IP breaches can cause big problems. Stanford is studying how investing in sustainable supply chains may help the bottom line Photograph by Getty Images

Researchers at Stanford University’s Graduate School of Business are enlisting the help of alumni to show companies how investing in sustainable supply chains may help the bottom line.

The researchers’ argument goes like this: Companies ranging from Nike to Apple suffer when their intellectual property is compromised, and IP breaches are prone to happen in vulnerable supply chains. Contractors and subcontractors have been known to sell trade secrets, infringe patents, and contribute to the production of counterfeit goods, according to the Center for Responsible Enterprise & Trade. Fake Durex condoms, cough syrup laced with antifreeze chemicals, and counterfeit Kevlar body armor are examples of the kinds of products that may result.

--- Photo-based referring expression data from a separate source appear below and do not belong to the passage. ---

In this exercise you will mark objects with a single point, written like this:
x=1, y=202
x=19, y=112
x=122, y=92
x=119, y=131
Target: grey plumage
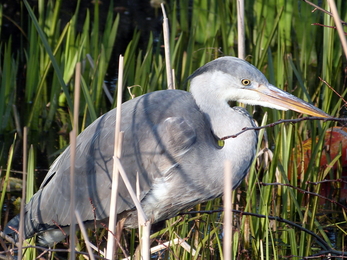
x=170, y=139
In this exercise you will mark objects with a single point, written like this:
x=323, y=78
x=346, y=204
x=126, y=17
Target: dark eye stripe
x=245, y=82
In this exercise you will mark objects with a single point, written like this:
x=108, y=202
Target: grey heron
x=171, y=140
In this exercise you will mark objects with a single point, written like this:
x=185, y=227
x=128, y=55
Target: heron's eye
x=245, y=82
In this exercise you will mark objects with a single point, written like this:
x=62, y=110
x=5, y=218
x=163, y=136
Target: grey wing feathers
x=146, y=141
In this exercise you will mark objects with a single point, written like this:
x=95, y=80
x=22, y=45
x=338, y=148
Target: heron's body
x=170, y=140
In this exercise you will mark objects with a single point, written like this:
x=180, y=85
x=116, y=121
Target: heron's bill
x=284, y=100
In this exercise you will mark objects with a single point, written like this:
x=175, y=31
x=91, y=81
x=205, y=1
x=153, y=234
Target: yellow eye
x=245, y=82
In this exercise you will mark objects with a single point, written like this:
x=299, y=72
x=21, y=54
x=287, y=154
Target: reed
x=280, y=40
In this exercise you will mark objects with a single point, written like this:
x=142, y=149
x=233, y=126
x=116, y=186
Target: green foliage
x=280, y=40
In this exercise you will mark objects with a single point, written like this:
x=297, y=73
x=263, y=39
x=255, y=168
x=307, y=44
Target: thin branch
x=338, y=94
x=321, y=9
x=328, y=26
x=281, y=121
x=304, y=192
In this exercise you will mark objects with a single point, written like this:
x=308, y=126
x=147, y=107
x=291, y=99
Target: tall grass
x=280, y=41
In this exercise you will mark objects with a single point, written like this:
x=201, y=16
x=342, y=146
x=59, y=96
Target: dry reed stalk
x=227, y=254
x=73, y=136
x=115, y=175
x=21, y=218
x=241, y=29
x=170, y=83
x=338, y=24
x=85, y=235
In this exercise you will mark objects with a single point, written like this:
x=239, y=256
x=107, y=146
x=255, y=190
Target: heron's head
x=233, y=79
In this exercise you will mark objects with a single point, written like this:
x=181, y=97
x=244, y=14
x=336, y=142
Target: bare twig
x=281, y=121
x=21, y=216
x=338, y=24
x=166, y=34
x=227, y=240
x=85, y=234
x=304, y=192
x=326, y=181
x=319, y=240
x=117, y=153
x=241, y=30
x=331, y=88
x=328, y=26
x=322, y=9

When these IP breaches happen, they may have a series of economic consequences that affect big brands, the suppliers they hire, and the distributors they choose. Ultimately, retailers such as Wal-Mart Stores and Bed, Bath & Beyond may unknowingly sell those goods, says the project’s leader and Stanford GSB professor Hau Lee.

Among the questions the Stanford team is trying to answer: Is IP protection strongest when companies pick suppliers that have high standards for worker safety and the environment? Are sustainable supply chain practices associated with strong business performance?

If the team finds correlations, that may entice more companies to improve the integrity of their supply chains well before disasters such as the April 24 Rana Plaza factory collapse in Bangladesh that killed at least 1,127.

Stanford is enlisting its alumni to test the theory. It’s begun reaching out to graduates and the school’s corporate partners to participate in a research study on supply chain management. The goal is to survey executives responsible for procurement, operations, and corporate responsibility at more than 200 companies to see if the theory pans out, and potentially create a list of best practices that are region-specific.

Through “data and evidence,” Lee says, “we hope to show how a stable supply network adds to the bottom line.”